Opinion
CA 06-0806-KD-C.
December 4, 2007
REPORT AND RECOMMENDATION
Plaintiff brings this action pursuant to 42 U.S.C. §§ 405(g) and 1383(c)(3), seeking judicial review of a final decision of the Commissioner of Social Security denying his claims for disability insurance benefits and child's insurance benefits. This action has been referred to the Magistrate Judge for report and recommendation pursuant to 28 U.S.C. § 636(b)(1)(B). Upon consideration of the administrative record, plaintiff's proposed report and recommendation, the Commissioner's proposed report and recommendation, and the parties' arguments at the November 19, 2007 hearing before the Magistrate Judge, it is determined that the decision to deny benefits should be affirmed.
Plaintiff alleges disability due to mild mental retardation and schizophrenia.
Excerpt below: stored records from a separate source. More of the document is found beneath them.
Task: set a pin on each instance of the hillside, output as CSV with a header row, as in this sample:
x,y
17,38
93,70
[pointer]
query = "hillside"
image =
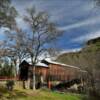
x,y
91,52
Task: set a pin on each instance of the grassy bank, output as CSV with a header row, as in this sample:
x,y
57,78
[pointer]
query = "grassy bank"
x,y
20,94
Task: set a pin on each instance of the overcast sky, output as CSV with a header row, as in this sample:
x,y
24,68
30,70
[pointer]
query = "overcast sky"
x,y
79,19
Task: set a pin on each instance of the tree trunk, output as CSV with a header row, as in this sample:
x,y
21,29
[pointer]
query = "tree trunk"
x,y
24,87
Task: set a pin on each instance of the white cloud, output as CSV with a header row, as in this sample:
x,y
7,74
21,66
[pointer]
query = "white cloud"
x,y
90,21
70,50
87,37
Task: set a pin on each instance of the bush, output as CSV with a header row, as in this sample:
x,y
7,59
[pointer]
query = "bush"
x,y
10,85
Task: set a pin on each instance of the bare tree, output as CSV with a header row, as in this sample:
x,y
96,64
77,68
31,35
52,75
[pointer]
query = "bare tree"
x,y
43,34
7,14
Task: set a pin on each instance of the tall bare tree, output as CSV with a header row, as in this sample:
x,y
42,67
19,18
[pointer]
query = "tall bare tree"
x,y
43,33
7,14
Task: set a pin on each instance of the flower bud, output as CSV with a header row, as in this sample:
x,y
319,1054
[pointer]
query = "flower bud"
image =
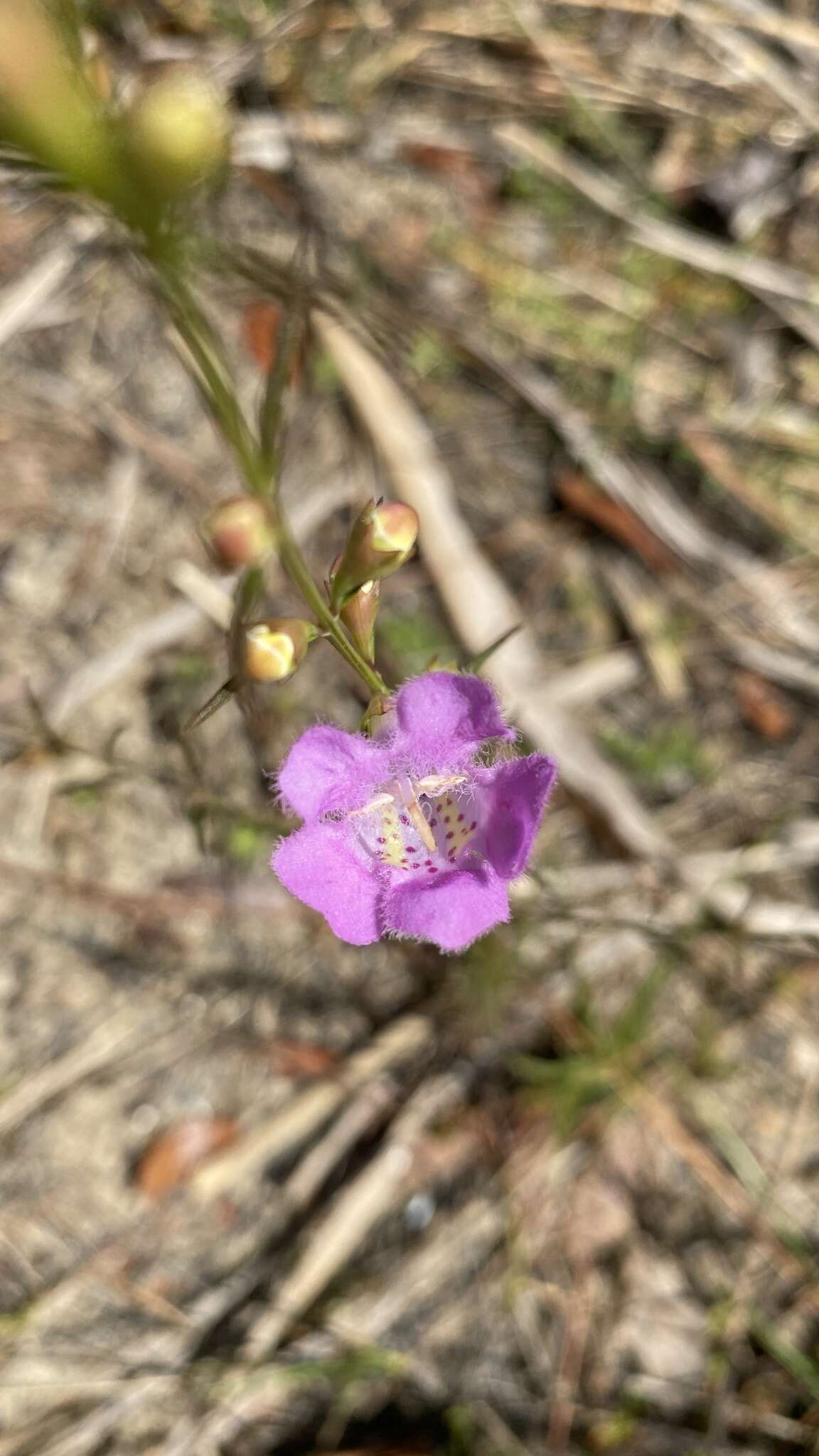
x,y
379,718
273,650
47,102
240,532
379,542
178,134
359,616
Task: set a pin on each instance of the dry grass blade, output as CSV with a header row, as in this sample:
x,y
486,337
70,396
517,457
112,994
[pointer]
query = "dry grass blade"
x,y
477,599
404,1042
670,239
355,1214
23,301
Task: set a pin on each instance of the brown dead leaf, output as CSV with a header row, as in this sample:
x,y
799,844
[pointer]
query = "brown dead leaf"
x,y
173,1157
583,498
302,1060
764,707
259,331
462,168
599,1219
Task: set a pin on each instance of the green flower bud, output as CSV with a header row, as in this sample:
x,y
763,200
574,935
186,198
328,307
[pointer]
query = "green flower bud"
x,y
178,134
273,650
379,542
359,616
379,718
240,532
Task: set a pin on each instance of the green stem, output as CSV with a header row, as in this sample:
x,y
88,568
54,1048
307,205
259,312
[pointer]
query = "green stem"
x,y
255,459
299,572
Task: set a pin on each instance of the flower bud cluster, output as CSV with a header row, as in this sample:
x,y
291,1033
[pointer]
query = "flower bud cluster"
x,y
55,107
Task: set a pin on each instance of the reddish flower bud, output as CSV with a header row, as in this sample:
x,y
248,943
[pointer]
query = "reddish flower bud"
x,y
240,532
379,542
359,616
273,650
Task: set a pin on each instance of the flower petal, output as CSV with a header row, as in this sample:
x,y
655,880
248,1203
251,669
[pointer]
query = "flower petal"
x,y
512,798
442,717
330,769
319,867
451,911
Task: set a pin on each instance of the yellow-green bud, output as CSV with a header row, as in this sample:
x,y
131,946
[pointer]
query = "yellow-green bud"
x,y
178,134
379,718
240,532
379,542
359,616
394,529
273,650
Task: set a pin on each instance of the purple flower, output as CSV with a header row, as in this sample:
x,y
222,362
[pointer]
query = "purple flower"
x,y
407,835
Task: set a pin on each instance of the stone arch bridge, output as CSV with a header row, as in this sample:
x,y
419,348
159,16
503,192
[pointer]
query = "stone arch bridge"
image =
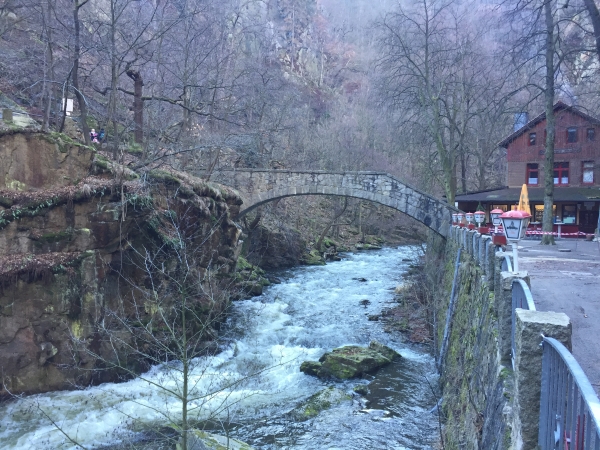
x,y
259,186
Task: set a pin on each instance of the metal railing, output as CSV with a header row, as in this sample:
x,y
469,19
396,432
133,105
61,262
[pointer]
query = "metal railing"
x,y
569,407
521,298
506,264
569,416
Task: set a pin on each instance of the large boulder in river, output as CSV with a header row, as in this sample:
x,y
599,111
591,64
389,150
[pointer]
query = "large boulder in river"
x,y
350,361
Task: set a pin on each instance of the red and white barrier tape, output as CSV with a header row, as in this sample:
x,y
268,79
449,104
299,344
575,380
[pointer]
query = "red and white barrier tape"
x,y
555,233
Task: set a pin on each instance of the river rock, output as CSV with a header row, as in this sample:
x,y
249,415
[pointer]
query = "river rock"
x,y
350,361
318,402
201,440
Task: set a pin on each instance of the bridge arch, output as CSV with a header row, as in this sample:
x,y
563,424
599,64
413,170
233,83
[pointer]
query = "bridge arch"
x,y
259,186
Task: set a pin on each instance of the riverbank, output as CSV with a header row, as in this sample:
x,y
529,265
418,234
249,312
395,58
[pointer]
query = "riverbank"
x,y
566,278
313,310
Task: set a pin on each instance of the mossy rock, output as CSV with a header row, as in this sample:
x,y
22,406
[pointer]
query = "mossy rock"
x,y
318,402
313,258
350,361
6,202
361,389
329,243
368,247
209,441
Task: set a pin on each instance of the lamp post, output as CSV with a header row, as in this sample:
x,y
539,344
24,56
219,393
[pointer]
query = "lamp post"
x,y
470,225
515,224
497,239
480,218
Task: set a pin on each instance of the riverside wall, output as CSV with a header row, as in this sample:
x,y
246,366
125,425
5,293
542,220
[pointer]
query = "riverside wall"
x,y
485,404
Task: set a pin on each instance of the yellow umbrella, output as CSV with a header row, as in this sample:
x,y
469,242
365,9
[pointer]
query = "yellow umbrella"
x,y
524,200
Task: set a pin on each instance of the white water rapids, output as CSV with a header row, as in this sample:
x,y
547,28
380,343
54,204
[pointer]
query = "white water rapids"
x,y
313,310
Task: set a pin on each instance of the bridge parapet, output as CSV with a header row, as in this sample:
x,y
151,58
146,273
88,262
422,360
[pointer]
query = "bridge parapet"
x,y
259,186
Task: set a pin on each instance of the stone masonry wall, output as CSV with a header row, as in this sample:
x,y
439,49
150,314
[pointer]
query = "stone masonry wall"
x,y
475,381
260,186
485,404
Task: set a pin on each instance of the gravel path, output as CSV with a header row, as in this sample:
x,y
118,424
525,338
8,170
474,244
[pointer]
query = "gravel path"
x,y
566,278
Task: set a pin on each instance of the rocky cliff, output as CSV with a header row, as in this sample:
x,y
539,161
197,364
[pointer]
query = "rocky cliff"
x,y
75,233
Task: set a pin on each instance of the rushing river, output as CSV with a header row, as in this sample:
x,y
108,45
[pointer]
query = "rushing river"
x,y
313,310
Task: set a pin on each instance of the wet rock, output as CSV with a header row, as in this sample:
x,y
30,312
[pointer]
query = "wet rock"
x,y
313,258
312,368
201,440
318,402
350,361
361,389
368,247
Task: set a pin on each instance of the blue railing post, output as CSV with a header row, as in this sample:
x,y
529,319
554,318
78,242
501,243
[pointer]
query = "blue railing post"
x,y
530,325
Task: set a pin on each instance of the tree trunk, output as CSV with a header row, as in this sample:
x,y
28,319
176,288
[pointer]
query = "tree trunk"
x,y
138,104
590,5
330,224
76,85
49,59
548,239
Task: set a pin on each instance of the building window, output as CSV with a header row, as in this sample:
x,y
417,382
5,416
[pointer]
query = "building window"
x,y
569,214
561,174
587,172
532,174
532,138
538,212
591,134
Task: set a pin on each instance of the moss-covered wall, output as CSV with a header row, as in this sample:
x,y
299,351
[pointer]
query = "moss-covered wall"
x,y
475,382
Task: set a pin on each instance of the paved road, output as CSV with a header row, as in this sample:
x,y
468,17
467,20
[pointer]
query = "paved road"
x,y
569,281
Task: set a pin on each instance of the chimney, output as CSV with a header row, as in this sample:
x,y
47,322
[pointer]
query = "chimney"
x,y
521,120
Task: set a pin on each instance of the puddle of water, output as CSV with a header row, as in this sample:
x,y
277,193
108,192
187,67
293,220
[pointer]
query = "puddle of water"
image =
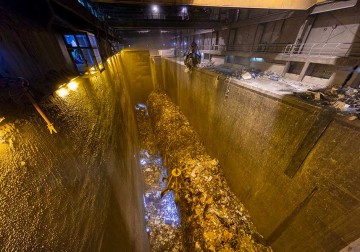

The Administrative Law Judge (ALJ) made the following pertinent findings:
3. The claimant's borderline intellectual functioning is a severe impairment.
4. The impairment does not meet or medically equal one of the listed impairments in Appendix 1, Subpart P, Regulations No. 4, whether considered individually or in combination with his non-severe impairments.
5. The claimant's allegations regarding his limitations are not totally credible for the reasons set forth in the bo[d]y of the decision.
6. The claimant has the following residual functional capacity: unskilled, non-production pace work, with only occasional interaction with the general public.
7. The claimant is unable to perform any of his past work ( 20 CFR 404.1565 and 416.965).
8. The claimant is a "younger individual between the ages of 18 and 44" ( 20 CFR 404.1563 and 416.963).
9. The claimant has "a limited education" ( 20 CFR 404.1564 and 416.964).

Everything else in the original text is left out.